Schlusskonferenz 390 – #14 & #15 + MVPs

Kurze Verständnisfrage zum Augsburg-Teil:
Hier wurde von Max angesprochen, dass der FCA noch keinen Sieg nach einer Führung erreicht hat. Es stehen aber schon vier Siege, die ja logischerweise aus einer Führung resultieren, zu Buche. Gibt es unterschiedliche „Führungen“ im Fußballsprech?

Insgesamt 'ne schöne und runde Sendung! Find’s witzig, dass Lena teils wortwörtlich Statements aus den Dailys wiederholt und sich teils etwas widerspricht. :slight_smile: Schätze mal, dass das aus der gründlicheren Vorbereitung kommt, insofern Hut ab für die offene Einstellung.

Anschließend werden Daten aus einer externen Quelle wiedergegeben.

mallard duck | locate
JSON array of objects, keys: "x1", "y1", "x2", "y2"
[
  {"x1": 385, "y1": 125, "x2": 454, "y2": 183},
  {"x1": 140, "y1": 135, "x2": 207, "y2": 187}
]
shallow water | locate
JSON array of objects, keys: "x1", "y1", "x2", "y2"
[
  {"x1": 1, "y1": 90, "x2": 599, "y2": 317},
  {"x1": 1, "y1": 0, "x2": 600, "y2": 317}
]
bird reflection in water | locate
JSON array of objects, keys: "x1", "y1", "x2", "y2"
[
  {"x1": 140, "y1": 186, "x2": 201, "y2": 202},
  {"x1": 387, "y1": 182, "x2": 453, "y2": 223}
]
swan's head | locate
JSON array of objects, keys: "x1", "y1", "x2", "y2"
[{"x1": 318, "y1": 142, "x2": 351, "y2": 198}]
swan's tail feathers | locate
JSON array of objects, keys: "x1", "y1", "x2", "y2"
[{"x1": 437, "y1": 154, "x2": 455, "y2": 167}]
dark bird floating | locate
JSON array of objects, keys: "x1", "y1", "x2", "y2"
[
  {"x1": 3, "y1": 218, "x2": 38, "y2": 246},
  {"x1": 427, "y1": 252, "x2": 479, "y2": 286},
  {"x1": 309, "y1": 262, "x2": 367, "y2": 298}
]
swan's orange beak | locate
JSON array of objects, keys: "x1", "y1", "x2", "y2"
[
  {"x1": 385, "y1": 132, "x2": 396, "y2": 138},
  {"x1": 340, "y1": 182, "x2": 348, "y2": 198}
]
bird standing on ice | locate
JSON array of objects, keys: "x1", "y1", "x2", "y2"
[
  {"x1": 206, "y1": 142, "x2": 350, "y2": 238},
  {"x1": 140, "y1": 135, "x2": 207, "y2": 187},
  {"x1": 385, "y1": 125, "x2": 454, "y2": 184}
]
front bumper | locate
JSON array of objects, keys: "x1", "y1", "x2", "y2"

Ein bisschen störend find ich die Tendenz, Verletzungen quasi wie Naturkatastrophen zu behandeln. „Mannschaft XY hatte auch viel Verletzungspech – da konnte sich die Verteidigung gar nicht einspielen, Thema durch.“

Ich finde die letzten Jahre zeigen schon relativ deutlich, dass Verletzungen nicht unbedingt vom Himmel fallen, sondern auch was mit der Arbeit im Verein zu tun haben. Union hatte lange Zeit mit die ältesten Startaufstellungen der Liga, aber trotz fordernder Spielweise vergleichsweise wenig Verletzte. Auch diese Saison haben sie trotz Dreifachbelastung eigentlich kaum nennenswert Verletzte, während sich die üblichen Verdächtigen wieder auf ihr Verletzungspech berufen.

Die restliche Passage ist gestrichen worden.